Everyone grows up hearing kids are expensive. What queers don't hear because a lot of us aren't out when we're young, and because heteronormativity dominates popular discussion of family is that our children will probably be even more expensive than other people's kids. Because, for us, conception and parental rights aren't free.
As a millennial, I am: college educated, underemployed, and saddled with high student loan debt and an increasingly obscene cost of living. In these ways, I'm hardly unique. But, when you find yourself googling the price of sperm while planning your monthly budget, you realize your fiscal concerns are different from those of the average millennial. Although I'm young, if I have children, it will be because I financially plan for them now.

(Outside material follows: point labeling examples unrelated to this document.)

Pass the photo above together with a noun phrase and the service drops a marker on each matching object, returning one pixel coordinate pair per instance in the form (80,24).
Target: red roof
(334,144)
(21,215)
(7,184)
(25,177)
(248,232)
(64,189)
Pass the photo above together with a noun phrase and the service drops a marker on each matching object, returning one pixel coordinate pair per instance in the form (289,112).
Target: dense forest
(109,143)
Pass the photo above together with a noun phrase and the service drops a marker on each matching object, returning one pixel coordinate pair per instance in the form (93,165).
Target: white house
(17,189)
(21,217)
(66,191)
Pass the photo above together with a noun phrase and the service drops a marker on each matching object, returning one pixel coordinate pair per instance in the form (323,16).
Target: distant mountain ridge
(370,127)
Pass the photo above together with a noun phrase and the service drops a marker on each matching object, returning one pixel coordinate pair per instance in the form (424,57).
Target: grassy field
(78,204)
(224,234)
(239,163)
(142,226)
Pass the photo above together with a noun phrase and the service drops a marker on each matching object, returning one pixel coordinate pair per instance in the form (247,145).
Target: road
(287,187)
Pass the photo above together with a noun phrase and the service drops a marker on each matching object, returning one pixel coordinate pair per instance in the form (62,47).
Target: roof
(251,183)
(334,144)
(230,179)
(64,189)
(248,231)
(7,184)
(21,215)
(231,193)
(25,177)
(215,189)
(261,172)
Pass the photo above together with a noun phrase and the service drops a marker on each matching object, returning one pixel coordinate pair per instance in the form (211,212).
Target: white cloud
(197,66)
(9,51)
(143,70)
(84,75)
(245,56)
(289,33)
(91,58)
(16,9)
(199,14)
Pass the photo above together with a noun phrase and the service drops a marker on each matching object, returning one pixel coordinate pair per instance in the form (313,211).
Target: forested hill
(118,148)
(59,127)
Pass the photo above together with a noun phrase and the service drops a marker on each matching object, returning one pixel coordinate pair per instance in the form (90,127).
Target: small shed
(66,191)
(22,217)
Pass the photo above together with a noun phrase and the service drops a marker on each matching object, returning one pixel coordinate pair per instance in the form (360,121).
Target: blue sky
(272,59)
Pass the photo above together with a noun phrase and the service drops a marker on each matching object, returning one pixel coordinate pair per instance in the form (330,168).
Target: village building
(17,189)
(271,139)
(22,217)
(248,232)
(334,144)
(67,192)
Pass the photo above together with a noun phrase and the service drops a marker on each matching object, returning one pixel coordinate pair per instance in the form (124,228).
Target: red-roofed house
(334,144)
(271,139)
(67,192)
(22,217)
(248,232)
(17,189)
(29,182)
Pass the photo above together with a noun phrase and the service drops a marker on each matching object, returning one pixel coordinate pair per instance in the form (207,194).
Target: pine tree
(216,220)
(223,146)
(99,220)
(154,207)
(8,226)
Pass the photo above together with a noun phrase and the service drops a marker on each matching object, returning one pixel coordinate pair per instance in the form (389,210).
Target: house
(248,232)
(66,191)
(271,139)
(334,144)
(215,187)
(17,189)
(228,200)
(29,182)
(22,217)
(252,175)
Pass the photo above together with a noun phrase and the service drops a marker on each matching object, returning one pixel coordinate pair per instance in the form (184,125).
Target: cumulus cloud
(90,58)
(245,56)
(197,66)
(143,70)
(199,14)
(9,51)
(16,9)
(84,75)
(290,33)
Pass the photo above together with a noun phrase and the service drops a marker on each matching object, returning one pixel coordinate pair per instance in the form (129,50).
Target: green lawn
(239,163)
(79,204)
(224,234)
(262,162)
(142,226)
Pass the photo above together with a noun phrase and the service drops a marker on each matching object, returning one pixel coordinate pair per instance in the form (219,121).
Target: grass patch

The median price of artificial insemination (cost #1) with donor sperm (cost #2) hovers around $2,500, and it can take upwards of four tries (cost #3, 4, 5) for an embryo to be fertilized. Artificial insemination is often supplemented with monthly fertility drugs (cost #6), because frozen sperm has a lower success rate for fertilization. The price of attempting biological parenthood is variable, but generally expensive. Adoption through foster care can cost next to nothing, though it's a much less controlled process than private adoptions, which can be as affordable as $5,000, and as expensive as $50,000. Regardless, joint same-sex adoptions are not explicitly legal in the majority of US states.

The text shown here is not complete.